10.) They do not have feet:
Easy, simple, and logical. How could you ever possibly know that student athletes have feet? Have you licked one of their feet? Physically felt it in your hand? The feet that we see on the field or court aren’t feet, but rather robotic feet made by Cockrell Students. If this conspiracy rings true, then one thing is for sure: the Horns’ offense need some better feet.
9.)They are self conscious about walking:
The Horns recruit some of the best in the nation with the spotlight always on them coming out of high school. They might walk too slow, or walk on their tippy toes too high. Appearance is everything when it comes to the spotlight.
8.) They’re actually not humans:
The basketball game on Saturday against OU proved this theory. How can Mo Bamba and a skinny lifeguard at Greg majoring in History be of the same species? They obviously can’t be. Watch Space Jam to find out more, but just insert Shaka Smart in for Michael Jordan.
7.) Anti-chafing mechanism:
Imagine the daily risk of chafing in the life of student athlete. It’s smart and rash-proof. The key is to position thighs in such a way that spread apart any risk of friction, but still stay on the hoverboard. The UT Media Team should release a video soon to be played at orientation with an inspiring message from Greg Fenves.
6.) Athletic Club Boosters get pissed if their shoes get dirty:
According to several sources, donors to the athletic program care about one thing and one thing only- the whiteness of one’s shoes.

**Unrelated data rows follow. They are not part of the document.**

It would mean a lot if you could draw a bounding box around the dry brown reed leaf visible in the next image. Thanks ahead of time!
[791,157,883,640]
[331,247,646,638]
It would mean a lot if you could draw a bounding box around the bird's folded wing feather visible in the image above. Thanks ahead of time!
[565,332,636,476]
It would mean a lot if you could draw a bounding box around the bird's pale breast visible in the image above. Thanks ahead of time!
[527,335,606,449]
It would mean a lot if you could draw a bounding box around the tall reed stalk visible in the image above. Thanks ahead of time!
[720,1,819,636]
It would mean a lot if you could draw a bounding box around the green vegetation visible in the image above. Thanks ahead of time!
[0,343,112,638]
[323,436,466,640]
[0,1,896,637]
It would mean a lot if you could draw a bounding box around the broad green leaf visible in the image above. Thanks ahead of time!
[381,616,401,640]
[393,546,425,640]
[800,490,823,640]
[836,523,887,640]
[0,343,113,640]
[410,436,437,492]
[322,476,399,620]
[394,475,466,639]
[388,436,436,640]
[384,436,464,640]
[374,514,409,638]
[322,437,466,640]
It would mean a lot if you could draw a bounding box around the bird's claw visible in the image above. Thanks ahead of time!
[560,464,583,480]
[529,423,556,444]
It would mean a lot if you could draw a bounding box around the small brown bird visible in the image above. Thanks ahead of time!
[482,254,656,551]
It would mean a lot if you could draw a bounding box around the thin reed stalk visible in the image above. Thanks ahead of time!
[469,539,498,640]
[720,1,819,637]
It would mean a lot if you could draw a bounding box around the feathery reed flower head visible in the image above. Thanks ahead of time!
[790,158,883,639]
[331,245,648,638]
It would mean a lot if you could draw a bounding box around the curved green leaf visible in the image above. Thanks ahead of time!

To skip around any conflicts with donors, student athletes could possibly be using this to please the donors.
5.) To avoid the drug cartel:
There is not much of a correlation between the two to the direct human eye, but let it be known that the drug cartel always works below the eye line, working in ways that Americans can not understand. How are student athletes to avoid conflict amidst the spotlight? Hoverboards. Watch Narcos to understand more.
4.) They keep Oreos stored in pants legs for carbo-loading purposes:
The most crucial part about fitness is loading up on carbs. What better way to always have an endless supply of Oreos than by using pants only for storage? Genius idea.
3.) To avoid Speedway tablers:
They might be onto something there. Who would possibly rather get bombarded with flyers from Phi Kap Epsilon Omega than ball out on a hoverboard? The answer is nobody. Student Athletes are a lot smarter than everyone gives them credit for.
2.) To indicate they are student athletes:
How else would someone know that they are in the presence of someone with a strong, athletic Instagram game? They don’t have specialized backpacks, or shoes, or jumpsuits, or name tags, or anything like that to let people know. You gotta show em somehow!
1.) It hurts to walk after their workouts:
Surely, this can not be the case. It seems too logical. Nothing is what it seems- have we forgotten the preachings of Alex Jones, Hannah Montana, and Apollo Creed?
Investigative teams will be working on this case day and night until we find an answer suitable for even the pickiest Plan II student out there. They will metaphorically dress up like BHP Majors and have the persistence of a Liberal at the Conservative bake sale- it’s that big.